Como bom corinthiano que sou, nestes dias torci para o timão na Libertadores na esperança que neste ano tudo ia dar certo. Para a minha decepção e também de toda a torcida, mais uma vez fomos um fiasco. Perdemos para um time desconhecido e reputado pelos comentaristas como fraco; o Tolima da Colômbia. Depois disso, agüenta a gozação! Até mesmo de minhas ovelhas tive que ouvir um monte. Mas o que me chamou a atenção neste episódio foi a tentativa de explicar o inexplicável, de justificar o injustificável. De quem é a culpa? Dos jogadores? , Do técnico? Do presidente? Do campo? Do árbitro?                             

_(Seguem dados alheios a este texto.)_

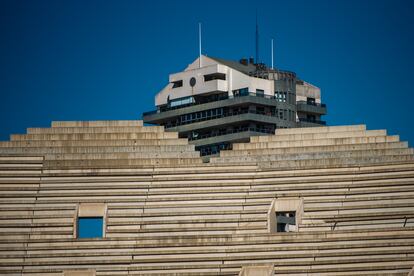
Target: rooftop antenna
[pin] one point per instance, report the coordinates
(199, 45)
(272, 54)
(257, 40)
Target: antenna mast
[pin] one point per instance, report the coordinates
(272, 53)
(257, 40)
(199, 45)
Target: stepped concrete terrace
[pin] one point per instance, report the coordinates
(167, 213)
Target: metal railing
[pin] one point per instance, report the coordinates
(312, 121)
(231, 131)
(252, 94)
(224, 115)
(311, 103)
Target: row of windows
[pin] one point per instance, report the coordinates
(209, 77)
(90, 220)
(284, 114)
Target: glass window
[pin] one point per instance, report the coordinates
(286, 221)
(90, 227)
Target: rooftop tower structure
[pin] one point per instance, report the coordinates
(222, 102)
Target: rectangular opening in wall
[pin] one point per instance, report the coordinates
(260, 93)
(286, 221)
(177, 83)
(215, 76)
(90, 227)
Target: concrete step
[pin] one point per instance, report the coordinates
(310, 149)
(94, 150)
(286, 131)
(121, 163)
(315, 136)
(93, 143)
(108, 129)
(124, 155)
(315, 155)
(94, 136)
(122, 123)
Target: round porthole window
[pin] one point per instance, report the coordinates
(192, 82)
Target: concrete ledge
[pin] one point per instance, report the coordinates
(97, 123)
(112, 129)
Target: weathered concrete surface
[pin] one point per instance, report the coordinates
(167, 213)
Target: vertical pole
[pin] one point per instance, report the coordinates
(272, 53)
(199, 45)
(257, 40)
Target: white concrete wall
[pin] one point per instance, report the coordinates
(308, 90)
(234, 80)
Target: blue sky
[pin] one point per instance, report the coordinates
(91, 60)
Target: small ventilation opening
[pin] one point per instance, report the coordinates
(286, 221)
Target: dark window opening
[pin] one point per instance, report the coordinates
(286, 221)
(90, 227)
(259, 92)
(215, 76)
(177, 83)
(311, 101)
(241, 92)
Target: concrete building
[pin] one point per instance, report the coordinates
(215, 103)
(335, 200)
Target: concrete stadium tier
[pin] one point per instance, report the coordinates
(165, 212)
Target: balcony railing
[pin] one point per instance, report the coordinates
(253, 94)
(312, 121)
(311, 103)
(224, 115)
(231, 131)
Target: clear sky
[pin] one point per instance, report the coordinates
(91, 60)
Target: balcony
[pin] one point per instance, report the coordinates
(309, 107)
(168, 108)
(304, 122)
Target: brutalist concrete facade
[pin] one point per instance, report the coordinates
(305, 201)
(215, 103)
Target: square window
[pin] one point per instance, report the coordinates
(286, 221)
(90, 227)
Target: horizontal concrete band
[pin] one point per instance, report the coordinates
(94, 143)
(318, 142)
(323, 129)
(94, 136)
(125, 123)
(73, 130)
(97, 149)
(314, 136)
(318, 155)
(124, 155)
(324, 148)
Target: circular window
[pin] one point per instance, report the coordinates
(192, 81)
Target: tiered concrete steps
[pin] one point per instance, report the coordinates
(202, 219)
(319, 147)
(103, 144)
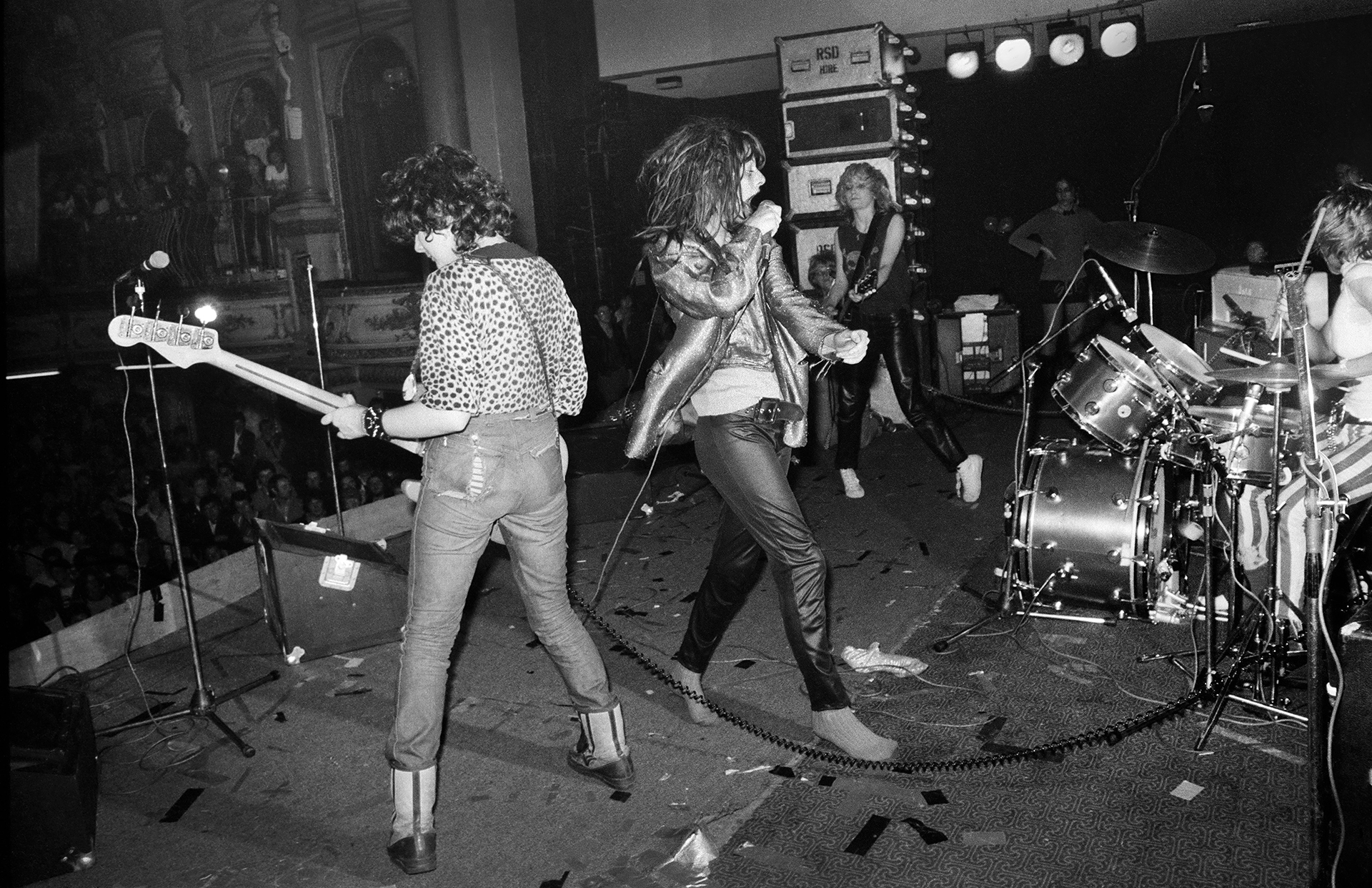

Em nossa vida como cristãos, quando perdemos, na maioria das vezes a culpa é nossa, ainda que não queiramos reconhecer. Não sabemos admitir nossa culpa. Quando algo vai mal, a culpa é sempre do outro. Desde pequenos, as crianças põem a culpa nos seus irmãos ou no gato, seja em quem for antes de reconhecer seu erro. No entanto, não avançaremos na vida se não reconhecermos nossas próprias culpas. A Bíblia diz que quem encobre seu pecado não prosperará, mas aquele que confessa e se afasta do erro, alcançará o perdão de Deus (Prov.28:13). Creio que a maior conquista que está diante de mim, não é de um título ou de posses materiais, mas a conquista de mim mesmo; para vencer o pecado que tenazmente me rodeia. Poucas vezes percebemos que para vencer o pecado o primeiro passo é reconhecê-lo em nós. Chegará o dia em que não poderemos culpar qualquer outra pessoa. Teremos que prestar contas dos nossos próprios atos a Deus: “A alma que pecar, essa morrerá; o filho não levará a iniqüidade do pai, nem o pai levará a iniqüidade do filho. A justiça do justo ficará sobre ele e a impiedade do ímpio cairá sobre ele.” Ezequiel 18:20. (veja também: Rm 14:12)                        
Sempre que a Bíblia nos aponta algo que fazemos mal, ou que não fazemos bem, achamos que está se referindo à outra pessoa. Devemos receber a Palavra de Deus com uma enxada (para nós) e não com uma pá (para os outros). Vamos assumir as nossas responsabilidades diante de Dele e dar a Ele o nosso melhor; pois Ele é rico em perdoar e suas misericórdias não têm fim.